Sebastian Munden - Unilever | LinkedIn
Sebastian is the Executive Vice President and General Manager for Unilever UK & Ireland and has worked at Unilever since 1990, when he joined as a Marketing Graduate Trainee at what was then Lever Brothers in the UK.
I’m delighted that several products are launching in Tesco’s reuse trial this week, including Persil laundry detergent, Simple hand wash, Alberto Balsam Shampoo and Conditioner and Radox shower gel, are available in reusable stainless-steel bottles.
We are all sadly too familiar with the environmental crisis the world is facing now.The facts are stark, and we all need to play our role in wasting less and helping to lower global carbon emissions.
Most importantly, it’s something many of our shoppers care about and is why they are looking for ways to make more sustainable choices every day.
Plastic pollution is a big issue for our industry. At Unilever we have set ourselves ambitious targets to help create a waste-free future.We know that to tackle plastic pollution with the speed and urgency needed, we must continue to challenge existing business models and re-think our approach to packaging, including a shift from ‘use and dispose’ to ‘use, refill, and reuse’.
Whilst the idea of returnable and reusable packaging is not new, delivering this to shoppers in many more categories as part of their everyday shop, at scale, and with the brands they already know and use, is a massive challenge, not just for retailers and manufacturers but also for shoppers. We will all have to change what we do and adopt new behaviours.
But the idea, executed right, also has the potential to be positively game-changing. It is a vision that Tesco shares with us, and one we are very excited to be working on together.
When choosing what products to include in our reuse trials, we looked at the role Unilever brands could play in growing the proposition with more categories.
We know that shoppers are interested in trying household products in refillable packaging, and believe that using an iconic brand like Persil, bought by millions of people in the UK, will help encourage new shoppers to try reusable products at the scale that we really need to test the model.

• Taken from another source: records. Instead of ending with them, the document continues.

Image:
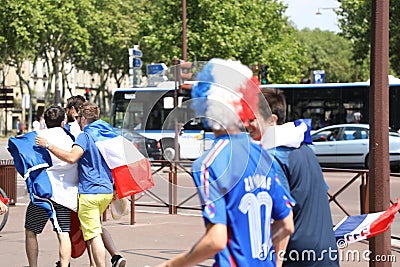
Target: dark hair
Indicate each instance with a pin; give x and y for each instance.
(90, 111)
(53, 116)
(263, 107)
(277, 102)
(75, 101)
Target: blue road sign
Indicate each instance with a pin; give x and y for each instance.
(155, 68)
(137, 53)
(137, 63)
(319, 76)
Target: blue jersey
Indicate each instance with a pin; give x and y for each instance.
(94, 175)
(239, 188)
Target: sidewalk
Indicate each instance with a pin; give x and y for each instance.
(153, 239)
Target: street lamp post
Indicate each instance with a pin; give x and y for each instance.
(184, 40)
(319, 11)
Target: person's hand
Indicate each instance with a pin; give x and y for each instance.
(3, 208)
(40, 141)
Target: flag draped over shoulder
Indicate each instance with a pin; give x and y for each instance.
(360, 227)
(130, 169)
(31, 162)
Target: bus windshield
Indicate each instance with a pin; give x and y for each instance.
(155, 113)
(334, 103)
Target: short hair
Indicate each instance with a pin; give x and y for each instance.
(75, 101)
(54, 116)
(277, 102)
(90, 111)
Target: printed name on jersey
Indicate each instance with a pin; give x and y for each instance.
(257, 181)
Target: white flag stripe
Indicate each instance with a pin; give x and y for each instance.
(118, 152)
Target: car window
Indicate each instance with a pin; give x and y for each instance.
(331, 134)
(355, 133)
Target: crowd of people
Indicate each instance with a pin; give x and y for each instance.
(263, 194)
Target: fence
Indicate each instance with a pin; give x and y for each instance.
(167, 196)
(8, 179)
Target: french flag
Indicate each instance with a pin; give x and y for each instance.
(130, 169)
(360, 227)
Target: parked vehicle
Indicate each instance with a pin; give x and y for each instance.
(348, 145)
(150, 148)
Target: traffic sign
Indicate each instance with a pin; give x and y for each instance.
(137, 63)
(319, 76)
(6, 91)
(6, 105)
(6, 97)
(155, 68)
(135, 52)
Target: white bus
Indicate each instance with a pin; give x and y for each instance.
(153, 113)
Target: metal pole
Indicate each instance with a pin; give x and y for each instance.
(184, 41)
(379, 167)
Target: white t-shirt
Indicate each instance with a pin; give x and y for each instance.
(36, 126)
(75, 129)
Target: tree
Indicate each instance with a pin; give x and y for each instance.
(355, 23)
(20, 23)
(63, 39)
(330, 52)
(249, 31)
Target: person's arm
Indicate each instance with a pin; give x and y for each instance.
(212, 242)
(281, 231)
(3, 208)
(69, 156)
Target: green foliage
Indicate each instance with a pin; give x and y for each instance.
(355, 23)
(250, 31)
(330, 52)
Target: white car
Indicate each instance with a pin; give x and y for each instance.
(348, 145)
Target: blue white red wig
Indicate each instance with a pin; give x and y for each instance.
(226, 94)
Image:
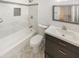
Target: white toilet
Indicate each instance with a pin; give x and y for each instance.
(36, 42)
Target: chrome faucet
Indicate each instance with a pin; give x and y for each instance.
(64, 27)
(1, 20)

And we know that to be successful, reuse models at scale will need to deliver product breadth and choice.
So we’ve also included three of our other well-known brands, Radox, Simple and Alberto Balsam in our trials, to gain further insight into the response and repeat rates across more product categories.
Developing reusable packaging which delivers an equal, if not superior, user experience, whilst also being able to withstand multiple washes – industrial washes - has also been a great design challenge, and an area of close collaboration with LOOP as we’ve created new circular supply chains.

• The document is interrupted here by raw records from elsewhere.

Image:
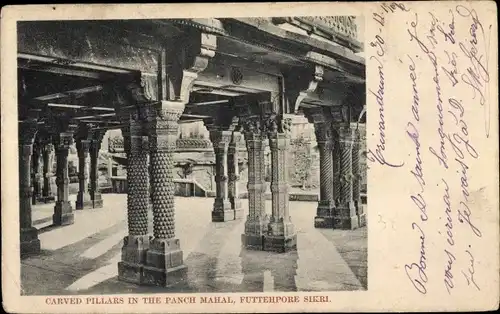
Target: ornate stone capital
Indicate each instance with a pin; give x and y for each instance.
(220, 139)
(252, 125)
(63, 140)
(275, 123)
(164, 124)
(207, 47)
(27, 131)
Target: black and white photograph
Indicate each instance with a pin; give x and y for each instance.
(194, 155)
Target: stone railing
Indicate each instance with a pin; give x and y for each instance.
(342, 30)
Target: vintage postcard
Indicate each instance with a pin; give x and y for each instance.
(271, 157)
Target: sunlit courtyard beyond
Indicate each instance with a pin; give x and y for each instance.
(82, 258)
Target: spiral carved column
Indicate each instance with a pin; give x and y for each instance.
(356, 172)
(136, 244)
(326, 204)
(281, 235)
(233, 175)
(164, 259)
(83, 199)
(222, 206)
(29, 242)
(95, 146)
(336, 165)
(257, 219)
(346, 217)
(48, 157)
(63, 212)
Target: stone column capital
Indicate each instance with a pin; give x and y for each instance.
(163, 124)
(277, 124)
(27, 131)
(63, 140)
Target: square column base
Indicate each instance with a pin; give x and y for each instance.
(97, 201)
(134, 249)
(222, 215)
(239, 213)
(63, 214)
(38, 200)
(255, 228)
(29, 242)
(323, 222)
(362, 220)
(280, 244)
(164, 264)
(346, 223)
(84, 201)
(252, 242)
(48, 199)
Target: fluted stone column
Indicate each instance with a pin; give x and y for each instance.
(356, 171)
(83, 199)
(336, 165)
(326, 204)
(222, 206)
(136, 243)
(164, 259)
(234, 175)
(257, 219)
(48, 157)
(281, 235)
(29, 242)
(63, 212)
(346, 217)
(37, 182)
(95, 146)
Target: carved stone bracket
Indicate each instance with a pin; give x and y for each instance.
(208, 46)
(305, 89)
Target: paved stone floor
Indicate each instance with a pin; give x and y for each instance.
(82, 258)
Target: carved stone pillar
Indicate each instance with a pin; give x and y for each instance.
(281, 235)
(28, 234)
(164, 259)
(336, 165)
(222, 207)
(83, 199)
(257, 219)
(63, 212)
(326, 205)
(233, 174)
(37, 182)
(48, 161)
(95, 146)
(345, 217)
(356, 171)
(136, 243)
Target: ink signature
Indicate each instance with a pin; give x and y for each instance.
(469, 276)
(477, 76)
(416, 271)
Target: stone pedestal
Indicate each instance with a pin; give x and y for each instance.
(83, 199)
(326, 204)
(164, 259)
(356, 183)
(63, 212)
(257, 219)
(345, 216)
(136, 243)
(281, 235)
(29, 242)
(48, 157)
(37, 161)
(95, 146)
(222, 210)
(233, 174)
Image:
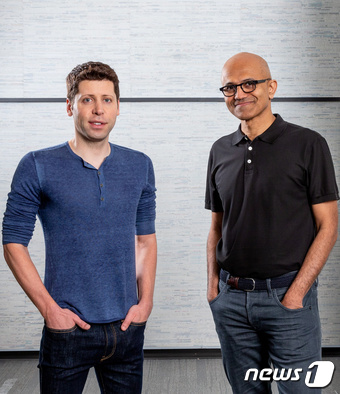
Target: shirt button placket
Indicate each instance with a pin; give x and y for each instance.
(101, 187)
(249, 158)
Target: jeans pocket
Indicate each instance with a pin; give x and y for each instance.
(222, 285)
(66, 331)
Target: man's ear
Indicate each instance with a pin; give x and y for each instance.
(272, 88)
(69, 107)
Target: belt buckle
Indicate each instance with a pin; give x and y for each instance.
(253, 285)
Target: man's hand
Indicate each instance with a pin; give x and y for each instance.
(136, 314)
(64, 319)
(292, 303)
(212, 293)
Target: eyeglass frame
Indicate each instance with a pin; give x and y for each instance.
(256, 82)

Of course, there have been challenges – but these help us to prepare for the future.
We’ve already learnt that to grow refill and reuse, widening the choice will become increasingly important.
Encouraging shoppers to keep coming back will be an important focus area as we work with Tesco. Identifying and removing barriers and keeping the shopper-experience as simple as possible, will be key.
It’s early days. We are adopting a ‘test, learn and refine’ approach. Trials like these will give us invaluable insights into the potential scale of future shopper habits and of future packaging technology, and working with Tesco and LOOP, we’re pooling knowledge and insight so we can adapt and improve as we go.
We can all see that embracing and growing the circular economy could shift the dial on single use plastic. Every time our bottles are re-used more plastic and carbon emissions are saved and the value of the circular economy is realised.
But what is also clear is that to support the growth of these reuse models, we need to collaborate – manufacturers, retailers, and our partners, the waste management industry and government. To drive the positive change at the scale our planet needs, we must all work together.